Album Review: Deftones – private music
2 min read
Deftones have always thrived in a space between beauty and brutality, and with private music they lean into that duality once again. With their knack for building soundscapes, Deftones don’t disappoint with their opening track my mind is a mountain. As heavy as it is hypnotic, thunderous riffs crash against soaring, dreamlike vocals setting the mood as dense, immersive and strangely comforting all at once.
From there locked club and ecdysis have sly, darker undercurrents that feel alive. It’s like the band is sculpting sound rather than just playing it. You can feel them crawling along your skin as you listen, twisting the atmosphere around you all the while. infinite source follows with crashing drums, jagged riffs and a hazy melody that helps to soften the edges of the track. As the chorus opens up, tension turns into release which is unmistakably Deftones’ signature style.

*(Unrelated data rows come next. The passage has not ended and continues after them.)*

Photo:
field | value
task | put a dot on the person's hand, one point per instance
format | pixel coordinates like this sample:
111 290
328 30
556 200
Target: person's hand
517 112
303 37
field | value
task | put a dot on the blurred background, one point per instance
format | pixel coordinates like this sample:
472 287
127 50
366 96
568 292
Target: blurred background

As you drift deeper into the album, more of those hazy moments start to surface. souvenir feels like a deep exhale, a slow motion drifty piece laced with shoegaze textures that invites you to get lost and be carried away. cXz is interesting because it has an off-kilter rhythm. It tilts the lens with its jagged, glitchy tones, pulling you back to attention after listening to souvenir. Then there’s i think about you all the time with vocals that are both intimate and aching. It carries with it a powerful tenderness showing a side to Deftones that is as bruised as it is beautiful.
The record continues to glide between moods as we reach track 8, milk of the madonna. It’s bold, volcanic and easily one of the most intense moments on the album with its grinding riffs and unrelenting energy. cut hands follows suit with its chaotic and unhinged aggression, speaking to us through guitars and vocals. Bending the atmosphere once again, we arrive at ~metal dream, strange, woozy and otherworldly, like a fever you can’t shake.
Closing the album, departing the body feels less like an ending and more like being carried off into the ether. It drifts outward, hushed and expansive, leaving you sitting in silence after it fades, not quite ready to let go. private music plays like a conversation between all the sides of Deftones. Three decades in and they’re still evolving, still challenging themselves and still pushing into new, immersive territory.